Deutsche, brasilianische und australische Jugendliche vor dem Centro da Juventude
Lila und José Luís malen ein Haus und beschriften es mit englischen Worten
Tanzen zu englischen Liedern
Lila und Jeremy führen ihre Schüler auf englisch durch ihr "house". Dabei lernen sie selbst die portugiesischen Begriffe.

Englisch lernen mit australischen Studenten

„Let‘s work together“

Studenten aus Sydney unterrichten Englisch im Centro da Juventude.

Ein Sprachengewirr aus Englisch, Deutsch und Portugiesisch, Jugendliche von drei verschiedenen Kontinenten, die zusammen leben, lachen und arbeiten. Das klingt bunt und verrückt und ist eine Erweiterung von Brasil09: ein neues Projekt mit australischen Studenten, die in Porto gemeinsam mit deutschen und brasilianischen Jugendlichen an einem Englischkurs arbeiten und unterrichten.

Angefangen hat dieses Projekt mit einer Idee von Gwendolyn Black, die seit 2011 in Australien lebt und studiert. Sie wollte Brasil09 auch von der anderen Seite der Welt unterstützen. So haben sich an der Macquarie University in Sydney vier junge Studenten zusammengefunden, die im Sommer 2012 gemeinsam nach Brasilien fliegen und dort Englischunterricht geben wollten. In Porto trafen sie auch zwei Jugendliche aus Deutschland.
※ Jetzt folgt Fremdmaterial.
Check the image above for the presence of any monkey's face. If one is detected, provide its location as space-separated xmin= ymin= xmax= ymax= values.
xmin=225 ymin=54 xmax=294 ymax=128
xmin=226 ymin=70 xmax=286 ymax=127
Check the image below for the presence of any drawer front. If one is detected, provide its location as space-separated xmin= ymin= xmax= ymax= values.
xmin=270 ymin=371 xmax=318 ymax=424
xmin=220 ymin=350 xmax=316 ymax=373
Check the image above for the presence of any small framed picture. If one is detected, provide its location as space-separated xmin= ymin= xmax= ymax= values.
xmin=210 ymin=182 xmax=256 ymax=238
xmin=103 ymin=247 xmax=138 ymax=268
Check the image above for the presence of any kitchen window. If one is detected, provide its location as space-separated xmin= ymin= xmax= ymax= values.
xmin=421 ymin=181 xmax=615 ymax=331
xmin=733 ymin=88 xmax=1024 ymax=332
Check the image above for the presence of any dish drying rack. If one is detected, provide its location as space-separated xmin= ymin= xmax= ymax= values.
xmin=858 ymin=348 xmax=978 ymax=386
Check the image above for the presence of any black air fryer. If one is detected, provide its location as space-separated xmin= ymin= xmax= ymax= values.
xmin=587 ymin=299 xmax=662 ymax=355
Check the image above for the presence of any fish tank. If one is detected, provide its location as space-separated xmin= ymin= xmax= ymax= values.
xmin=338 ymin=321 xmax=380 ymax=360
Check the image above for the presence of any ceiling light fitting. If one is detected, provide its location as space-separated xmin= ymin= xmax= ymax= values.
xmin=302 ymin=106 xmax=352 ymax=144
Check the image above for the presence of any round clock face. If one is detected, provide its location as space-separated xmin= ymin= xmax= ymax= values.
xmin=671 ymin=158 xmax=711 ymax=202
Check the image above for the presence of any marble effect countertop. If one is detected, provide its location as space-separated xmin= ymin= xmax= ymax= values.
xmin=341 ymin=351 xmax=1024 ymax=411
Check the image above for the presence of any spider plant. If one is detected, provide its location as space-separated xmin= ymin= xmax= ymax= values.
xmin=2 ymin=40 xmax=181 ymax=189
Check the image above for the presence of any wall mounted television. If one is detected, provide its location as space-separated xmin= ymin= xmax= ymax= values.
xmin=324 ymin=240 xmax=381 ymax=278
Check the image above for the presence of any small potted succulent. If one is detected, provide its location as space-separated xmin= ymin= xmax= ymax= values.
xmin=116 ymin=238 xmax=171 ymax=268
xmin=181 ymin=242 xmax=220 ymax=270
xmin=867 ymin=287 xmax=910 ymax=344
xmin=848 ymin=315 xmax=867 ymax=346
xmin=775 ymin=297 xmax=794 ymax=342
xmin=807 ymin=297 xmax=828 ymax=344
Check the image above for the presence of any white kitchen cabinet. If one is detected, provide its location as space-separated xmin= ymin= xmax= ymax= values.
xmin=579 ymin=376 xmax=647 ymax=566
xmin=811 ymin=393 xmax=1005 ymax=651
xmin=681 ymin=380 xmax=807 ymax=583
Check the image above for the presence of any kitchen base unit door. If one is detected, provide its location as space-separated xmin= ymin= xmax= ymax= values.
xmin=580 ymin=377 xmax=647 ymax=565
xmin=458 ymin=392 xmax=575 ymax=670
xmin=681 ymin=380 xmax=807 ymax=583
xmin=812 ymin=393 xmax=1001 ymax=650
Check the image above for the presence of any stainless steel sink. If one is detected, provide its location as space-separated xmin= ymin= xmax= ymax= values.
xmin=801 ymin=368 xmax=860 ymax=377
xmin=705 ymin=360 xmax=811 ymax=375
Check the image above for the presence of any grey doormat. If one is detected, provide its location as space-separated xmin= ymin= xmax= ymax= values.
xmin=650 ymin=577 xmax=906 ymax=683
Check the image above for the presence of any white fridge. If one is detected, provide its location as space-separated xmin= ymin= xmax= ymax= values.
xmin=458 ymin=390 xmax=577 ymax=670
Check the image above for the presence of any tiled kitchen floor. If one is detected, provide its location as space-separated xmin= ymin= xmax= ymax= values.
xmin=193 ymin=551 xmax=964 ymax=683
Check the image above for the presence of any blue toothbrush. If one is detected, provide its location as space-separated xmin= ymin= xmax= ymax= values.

Vier Wochen haben wir im Juli 2012 in Porto verbracht. Vormittags und nachmittags haben wir Englischkurse in unserem Jugendzentrum gegeben, eine Stunde für die Jüngeren, eine für die Fortgeschrittenen. Gemeinsam haben wir Lieder gesungen, Rollenspiele erfunden, uns mit englischen Spielen und Gedichten beschäftigt, jegliche Art von Konversation betrieben und sogar einige  englische Sketche eingeübt, die von den brasilianischen Jugendlichen erfolgreich bei einem kulturellen Abend präsentiert wurden.

Für mich, die ich von deutscher Seite aus an diesem Projekt mitgewirkt habe, war es beeindruckend zu sehen, wie gut die Zusammenarbeit von nun drei verschiedenen Kulturen geklappt hat. Kurz vor dem Abflug aus Deutschland habe ich mich noch gefragt, ob die australischen Studenten von unserem Projekt, Porto und der Begegnung mit den brasilianischen Jugendlichen ebenso begeistert sein würden wie wir damals beim ersten Mal. Die Frage erübrigte sich schnell - die Australier haben unser Projekt und unsere Freunde sofort ins Herz geschlossen und wollen Brasil09 auch weiterhin unterstützen.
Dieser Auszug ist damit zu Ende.